Rather than taking a bilateral approach, it would be more productive to fashion multilateral agreements that ensure a consistent set of standards across a number of trading partners. This would be advantageous to small businesses, in particular, as it would imply lower compliance costs than in a scenario with fragmented trading arrangements. A multilateral approach would also be helpful in extracting better terms on trade deals with major trading partners such as China. For instance, multilateral agreements such as the Trans Pacific Partnership, which the United States ultimately backed out of, could cover a number of areas including expanded market access, stronger labor and environmental standards, better protection of intellectual property rights, and more consistent regulatory frameworks. Such agreements could also set minimum thresholds for other trade agreements around the world, which would benefit U.S. businesses.

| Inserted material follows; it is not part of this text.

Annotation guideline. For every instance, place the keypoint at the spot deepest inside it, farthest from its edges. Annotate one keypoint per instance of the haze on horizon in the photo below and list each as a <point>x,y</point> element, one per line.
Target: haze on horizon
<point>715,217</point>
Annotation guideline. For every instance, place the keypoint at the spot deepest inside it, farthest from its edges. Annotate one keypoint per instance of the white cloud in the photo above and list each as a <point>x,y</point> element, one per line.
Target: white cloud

Support for international organizations, such as the World Bank and the International Monetary Fund, is important to cushion the pandemic’s blow on developing economies, which matter to U.S. small businesses either as part of their supply chains or as export markets. From a longer-term perspective, it would be prudent for the government to also consider issues such as climate change, which might seem far removed from supply chain issues but in fact does have implications. The disruptive effects of extreme weather events spawned by climate change are particularly harmful for small businesses given that they have smaller buffers to cushion the effects of such shocks and their collateral effects.

Effective management of supply chains has significant potential benefits for small enterprises but also leaves them vulnerable to disruptions. This period of economic turmoil should lead to a re-evaluation of the resiliency of such supply chains and suitable restructuring of supply chains to reduce vulnerabilities. Small businesses can take a number of steps to promote such resiliency, but should receive the right kind of support from the government to facilitate this process. It is my hope that this committee’s work will help steer government policy in the right direction and help fortify small businesses, which are a bulwark of the U.S. economy.